# Opening day tree chickens 2015



## kayak1979 (Jul 13, 2014)

Got 3 today under the old hickory tree with my Benjamin Maruader .25 cal air rifle. It is so nice how this gun is so silent because all were taken within a short amount of time between each other. I also perfected a way to skin them. I only keep the back legs and lower back so I chop off the tail and both back feet. Then make a small incision on the middle of the back. I start tearing it around, step on the head with boot and pull hard. The thing skins off but what is really great is that the guts tears away with the head once torn apart. I have found this way to have minimal hair on the meat.


----------



## jonnythfisherteen2 (Mar 5, 2011)

Nice, I went out today with my .22 rimfire. Left within a hour or 2 because I was a walking magnet for insects. One of them actually flew into my eye and got stuck in my eyelid. It caused me some pain and made my eye watery and itchy and swollen. Wasnt fun driving back to akron with one half closed eye. I did see a single squirrel that disappeared quickly and lots of acorn shells.


----------



## meats52 (Jul 23, 2014)

Good job kayak. That looks like a sweet air rifle, silent and deadly.


----------



## kayak1979 (Jul 13, 2014)

Thanks it was nice to be in the woods again. I was using a camo hat/headnet that basically looks like a bee keepers hat with a wide brim to keep the net at a distance. Even then the sound of all the mosquitos gathered on the net was enough to drive me out of the woods, but I was having too much fun. I am going to pick up a thermacell this week.


----------



## Tinknocker1 (May 13, 2013)

great pic ! i might get out with my springer in the morning ...
thanks for sharing


----------



## kayak1979 (Jul 13, 2014)

Just was out tonight and got into the woods about 6:15pm right when the thunder started rolling in. I said what the heck I'll stick it out so I sat next to a cherry tree that has the perfect shape on the trunk sitting comfortably by and it just happens to be next to the giant hickory I always get my first squirrel of the year under. It's kind of tradition for me.
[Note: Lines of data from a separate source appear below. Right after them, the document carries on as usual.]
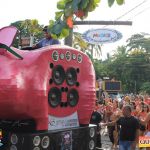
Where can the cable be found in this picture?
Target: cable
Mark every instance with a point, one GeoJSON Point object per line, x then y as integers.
{"type": "Point", "coordinates": [131, 10]}
{"type": "Point", "coordinates": [139, 13]}
{"type": "Point", "coordinates": [128, 11]}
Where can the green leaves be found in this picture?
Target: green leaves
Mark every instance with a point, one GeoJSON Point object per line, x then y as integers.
{"type": "Point", "coordinates": [75, 5]}
{"type": "Point", "coordinates": [73, 9]}
{"type": "Point", "coordinates": [110, 2]}
{"type": "Point", "coordinates": [58, 15]}
{"type": "Point", "coordinates": [84, 4]}
{"type": "Point", "coordinates": [120, 2]}
{"type": "Point", "coordinates": [61, 4]}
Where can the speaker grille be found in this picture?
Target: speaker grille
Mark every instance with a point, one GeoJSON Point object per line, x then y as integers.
{"type": "Point", "coordinates": [54, 97]}
{"type": "Point", "coordinates": [73, 97]}
{"type": "Point", "coordinates": [71, 76]}
{"type": "Point", "coordinates": [58, 74]}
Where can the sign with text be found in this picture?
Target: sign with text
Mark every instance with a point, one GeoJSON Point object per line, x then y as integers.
{"type": "Point", "coordinates": [55, 123]}
{"type": "Point", "coordinates": [101, 36]}
{"type": "Point", "coordinates": [144, 141]}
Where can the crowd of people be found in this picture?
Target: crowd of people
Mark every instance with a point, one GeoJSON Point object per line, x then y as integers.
{"type": "Point", "coordinates": [125, 120]}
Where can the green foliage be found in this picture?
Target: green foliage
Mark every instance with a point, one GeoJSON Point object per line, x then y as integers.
{"type": "Point", "coordinates": [69, 10]}
{"type": "Point", "coordinates": [129, 64]}
{"type": "Point", "coordinates": [26, 29]}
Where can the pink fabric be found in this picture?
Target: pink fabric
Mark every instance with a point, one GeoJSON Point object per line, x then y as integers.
{"type": "Point", "coordinates": [7, 35]}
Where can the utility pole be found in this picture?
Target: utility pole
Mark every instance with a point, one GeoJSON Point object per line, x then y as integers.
{"type": "Point", "coordinates": [68, 40]}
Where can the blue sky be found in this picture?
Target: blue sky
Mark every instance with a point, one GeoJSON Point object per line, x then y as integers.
{"type": "Point", "coordinates": [14, 10]}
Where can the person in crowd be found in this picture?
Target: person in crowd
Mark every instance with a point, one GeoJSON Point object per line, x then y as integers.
{"type": "Point", "coordinates": [113, 130]}
{"type": "Point", "coordinates": [129, 129]}
{"type": "Point", "coordinates": [96, 118]}
{"type": "Point", "coordinates": [47, 40]}
{"type": "Point", "coordinates": [142, 116]}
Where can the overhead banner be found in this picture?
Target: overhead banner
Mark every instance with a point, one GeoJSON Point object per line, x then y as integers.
{"type": "Point", "coordinates": [101, 36]}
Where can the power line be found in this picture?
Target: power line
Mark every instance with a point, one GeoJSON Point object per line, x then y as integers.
{"type": "Point", "coordinates": [128, 11]}
{"type": "Point", "coordinates": [131, 9]}
{"type": "Point", "coordinates": [144, 10]}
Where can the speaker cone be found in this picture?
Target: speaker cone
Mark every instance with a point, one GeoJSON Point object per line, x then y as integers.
{"type": "Point", "coordinates": [71, 76]}
{"type": "Point", "coordinates": [54, 97]}
{"type": "Point", "coordinates": [58, 74]}
{"type": "Point", "coordinates": [73, 97]}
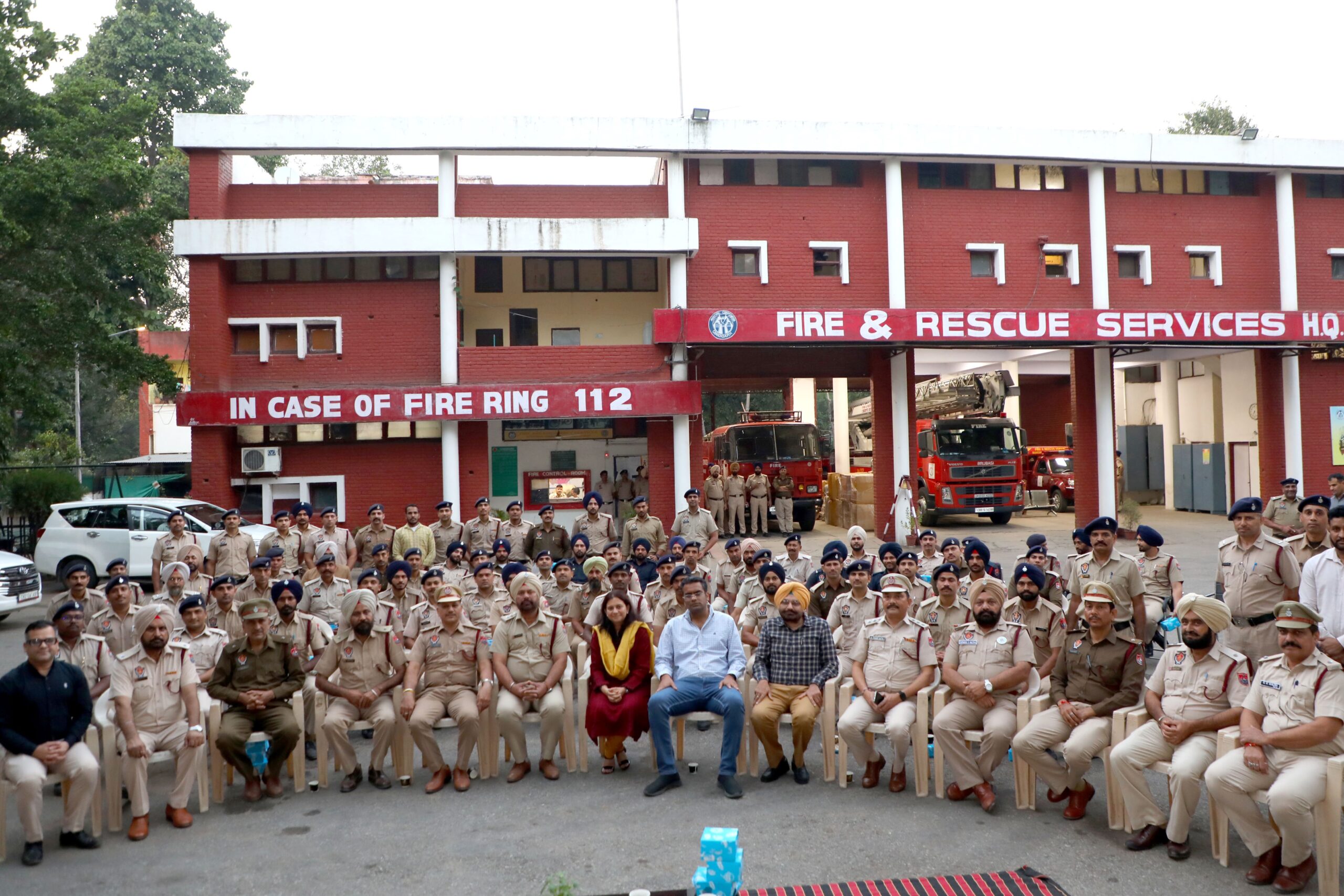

I had two slip in and out from the tree without a clear shot tonight but I did end up seeing a buck grazing in a soybean field on my hike back out.


----------



## meats52 (Jul 23, 2014)

That looks like a nice comfortable spot to sit. It's nice to find a tree to sit at where your not sitting on any roots. It makes the hunt much better. That looks like a decent buck, maybe he'll be there for deer season.


----------



## Skippy (Dec 2, 2009)

Must be getting old. Still can't force myself to go out in this heat. I skin mine out like you would do a mink or even a raccoon. Hanging by both feet. Don't loose any meat that way and 99 percent hair free. Doing it your way I would wet them down. Lot less hair on the meat that way.

Save the tails and send them in Mepp's for a few free lures.


----------